The brain also changes dramatically in response to the environment. Neuroscientist Lise Eliot points out that very small neural differences in gender can be magnified by the different social worlds in which men and women live.
What did the study actually show?
Should this particular neural network change our minds?
The authors’ logic is that prenatal hormone differences would affect both facial structure and sexual preference. Thus a woman with a more “male-typical” facial structure is also more likely to have a “male-typical” preference for female partners.
Since, according to this paper, sexuality can be predicted from facial information, that must give some evidence in favour of the prenatal hormone theory.
Yet as my colleagues and I have recently argued, the results spit out by neural networks can be notoriously difficult to interpret. Their power makes it hard to know how high accuracy is achieved.
The authors tried to sort out which features were especially important to the network. Some are about basic face shape. Others aren’t. As the authors note in their response to critics:
“The gender atypicality of gay faces extended beyond morphology. Lesbians tended to use less eye makeup, had darker hair, and wore less revealing clothes… ”
Similarly, gay men are less likely to have facial hair, “lesbians tended to wear baseball caps”, and numerous other differences. These are not features that are straightforwardly determined by prenatal hormones. (Astute readers will note that some aren’t properties of faces at all.)
Further, these are only the differences that were obvious to the researchers. Deep neural networks commonly rely on feature combinations that are meaningless to humans.
Stereotypes versus science
But now we get to a place where politically powerful stereotypes undermine science.
The argument supposes that lesbians are less “feminine” because they don’t match the grooming style of straight women. This only works if straight women are defined as gender typical.
This is a case of what queer theorists term heteronormativity: the idea that heterosexuality is the norm, and differences from it must be deviant and require special explanation.
Yet analogous arguments are obviously preposterous. Suppose the researchers found that straight black men tend to have shorter hair then white straight men. Would we conclude that black men are gender-atypical? Absurd. Black male hairstyles are gender typical for black men.
Similarly, lesbian grooming styles are gender typical for lesbian women. Equally so for all of the innumerable subtle signs and signals that we learn to use to convey all aspects of our lives.
The rise of LGBTQ visibility in the past two decades has done much to combat both heteronormative assumptions and the outdated stereotypes upon which the prenatal hormone theory rests.
The impact of dubious prejudices
Overlooking this variation is a classic example of how stereotypes can distort thinking.
Of course, the authors of the study mostly dismiss this. They claim that “We also know many very old men, which does not invalidate the statement that women tend to live longer.” Yet the gender differences in death rates are large and visible to the naked eye.
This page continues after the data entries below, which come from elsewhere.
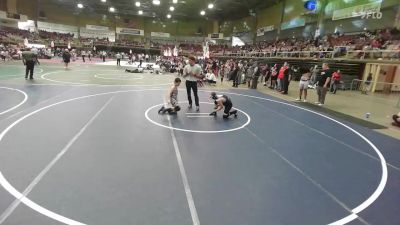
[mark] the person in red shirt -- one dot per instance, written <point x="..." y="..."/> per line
<point x="281" y="76"/>
<point x="396" y="120"/>
<point x="336" y="81"/>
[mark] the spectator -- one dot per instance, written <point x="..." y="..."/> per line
<point x="303" y="85"/>
<point x="335" y="81"/>
<point x="396" y="120"/>
<point x="323" y="83"/>
<point x="192" y="72"/>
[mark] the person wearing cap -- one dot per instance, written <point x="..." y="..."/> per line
<point x="66" y="58"/>
<point x="29" y="58"/>
<point x="191" y="73"/>
<point x="222" y="101"/>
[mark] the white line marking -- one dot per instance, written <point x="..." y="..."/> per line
<point x="188" y="192"/>
<point x="39" y="177"/>
<point x="197" y="113"/>
<point x="23" y="101"/>
<point x="43" y="76"/>
<point x="8" y="187"/>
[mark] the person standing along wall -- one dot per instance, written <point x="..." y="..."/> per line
<point x="66" y="58"/>
<point x="118" y="56"/>
<point x="336" y="81"/>
<point x="192" y="72"/>
<point x="29" y="58"/>
<point x="367" y="84"/>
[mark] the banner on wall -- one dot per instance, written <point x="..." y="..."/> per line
<point x="13" y="16"/>
<point x="160" y="34"/>
<point x="95" y="27"/>
<point x="59" y="28"/>
<point x="129" y="31"/>
<point x="97" y="34"/>
<point x="356" y="11"/>
<point x="297" y="22"/>
<point x="261" y="31"/>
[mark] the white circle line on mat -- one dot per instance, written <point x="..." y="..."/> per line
<point x="18" y="195"/>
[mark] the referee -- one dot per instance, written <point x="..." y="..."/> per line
<point x="192" y="72"/>
<point x="29" y="58"/>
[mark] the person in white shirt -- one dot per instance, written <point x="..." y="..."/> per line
<point x="192" y="72"/>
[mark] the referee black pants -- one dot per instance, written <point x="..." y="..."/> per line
<point x="192" y="85"/>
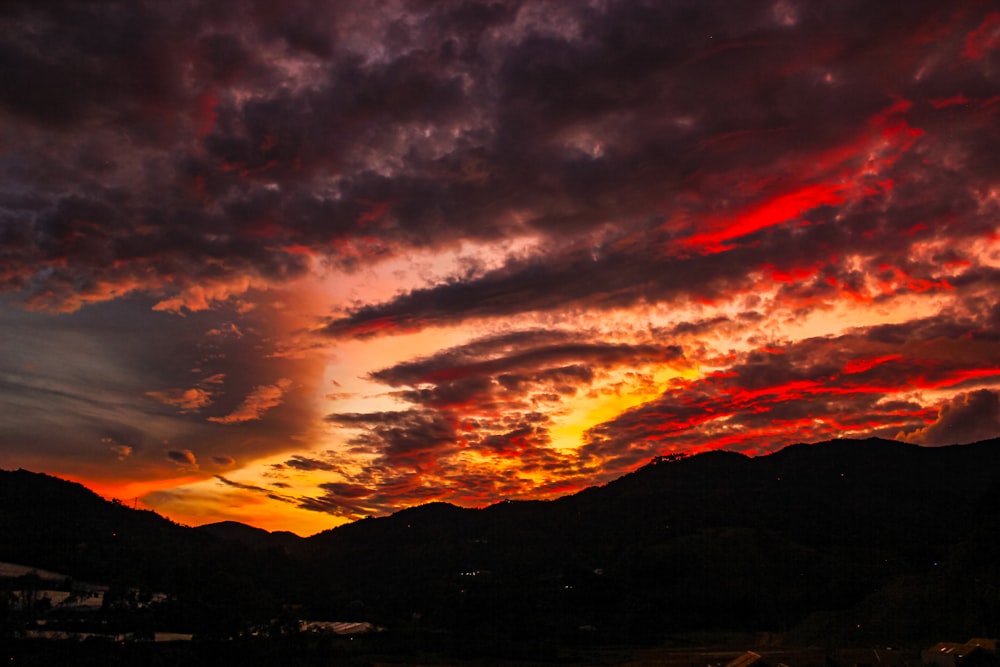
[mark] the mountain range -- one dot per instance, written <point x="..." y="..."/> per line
<point x="847" y="542"/>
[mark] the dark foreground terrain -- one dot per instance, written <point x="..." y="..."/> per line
<point x="866" y="544"/>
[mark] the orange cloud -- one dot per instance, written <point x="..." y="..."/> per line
<point x="259" y="401"/>
<point x="188" y="400"/>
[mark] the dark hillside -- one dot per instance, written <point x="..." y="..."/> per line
<point x="843" y="541"/>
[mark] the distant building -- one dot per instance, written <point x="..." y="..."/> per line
<point x="950" y="654"/>
<point x="746" y="660"/>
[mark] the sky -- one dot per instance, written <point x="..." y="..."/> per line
<point x="298" y="263"/>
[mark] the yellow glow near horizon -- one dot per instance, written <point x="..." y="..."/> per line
<point x="603" y="405"/>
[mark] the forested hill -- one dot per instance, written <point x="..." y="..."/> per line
<point x="859" y="540"/>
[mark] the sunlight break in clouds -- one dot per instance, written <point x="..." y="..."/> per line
<point x="298" y="266"/>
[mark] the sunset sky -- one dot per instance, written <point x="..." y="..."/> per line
<point x="295" y="263"/>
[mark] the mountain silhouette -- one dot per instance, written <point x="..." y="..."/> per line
<point x="850" y="541"/>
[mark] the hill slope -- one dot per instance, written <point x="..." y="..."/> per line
<point x="845" y="540"/>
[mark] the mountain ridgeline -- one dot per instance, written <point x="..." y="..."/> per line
<point x="848" y="541"/>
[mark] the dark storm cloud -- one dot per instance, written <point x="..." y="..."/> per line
<point x="522" y="350"/>
<point x="229" y="133"/>
<point x="818" y="388"/>
<point x="967" y="418"/>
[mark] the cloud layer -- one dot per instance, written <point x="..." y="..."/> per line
<point x="534" y="244"/>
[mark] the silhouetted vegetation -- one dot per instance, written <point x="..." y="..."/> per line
<point x="846" y="542"/>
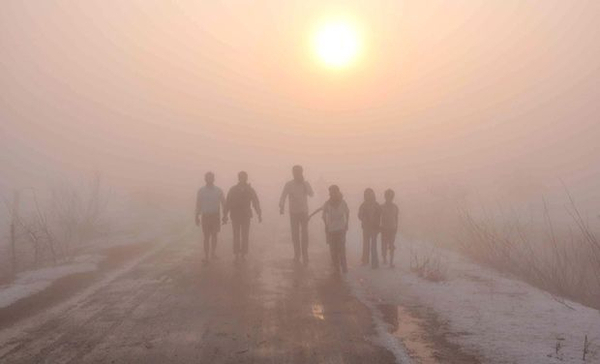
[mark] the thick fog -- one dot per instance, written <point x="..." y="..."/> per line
<point x="496" y="98"/>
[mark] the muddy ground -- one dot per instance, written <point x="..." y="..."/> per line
<point x="172" y="308"/>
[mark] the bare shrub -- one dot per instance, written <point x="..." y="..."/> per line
<point x="428" y="267"/>
<point x="564" y="262"/>
<point x="49" y="232"/>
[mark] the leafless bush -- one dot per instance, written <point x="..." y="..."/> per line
<point x="429" y="267"/>
<point x="565" y="263"/>
<point x="78" y="213"/>
<point x="47" y="233"/>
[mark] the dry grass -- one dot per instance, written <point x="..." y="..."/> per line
<point x="42" y="233"/>
<point x="564" y="262"/>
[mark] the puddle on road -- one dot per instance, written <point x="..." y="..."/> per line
<point x="409" y="329"/>
<point x="318" y="311"/>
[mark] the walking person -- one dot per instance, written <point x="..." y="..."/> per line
<point x="241" y="199"/>
<point x="209" y="200"/>
<point x="369" y="215"/>
<point x="389" y="226"/>
<point x="297" y="192"/>
<point x="336" y="217"/>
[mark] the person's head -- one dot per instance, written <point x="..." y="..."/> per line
<point x="334" y="193"/>
<point x="389" y="195"/>
<point x="243" y="177"/>
<point x="298" y="173"/>
<point x="209" y="178"/>
<point x="369" y="195"/>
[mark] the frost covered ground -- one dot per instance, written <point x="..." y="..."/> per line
<point x="32" y="282"/>
<point x="501" y="319"/>
<point x="29" y="283"/>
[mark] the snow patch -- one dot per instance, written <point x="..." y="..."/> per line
<point x="32" y="282"/>
<point x="502" y="319"/>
The whole point of using a neural network, recall, was to pick up on numerous tiny differences which humans cannot register. One possible conclusion to draw is that any underlying biological differences are similarly minuscule.
Read more: Artificial intelligence researchers must learn ethics
If the differences are that small, their scientific relevance is doubtful: either prenatal hormones don’t differ that much, or the effect that they do have is tiny.
Much of the subsequent discussion around the paper focuses on the ethics of automatically detecting sexual preference. As the writer Jaron Lanier notes, most apocalyptic scenarios involving AI tend to obscure the very real role AI can play in perpetuating entrenched disadvantage.
In a world without prejudice against the LGBTQ community, the ability to detect sexuality from a photograph would be ethically neutral. We have far more to worry about from outdated science that embodies dubious prejudices than we do from deep learning networks.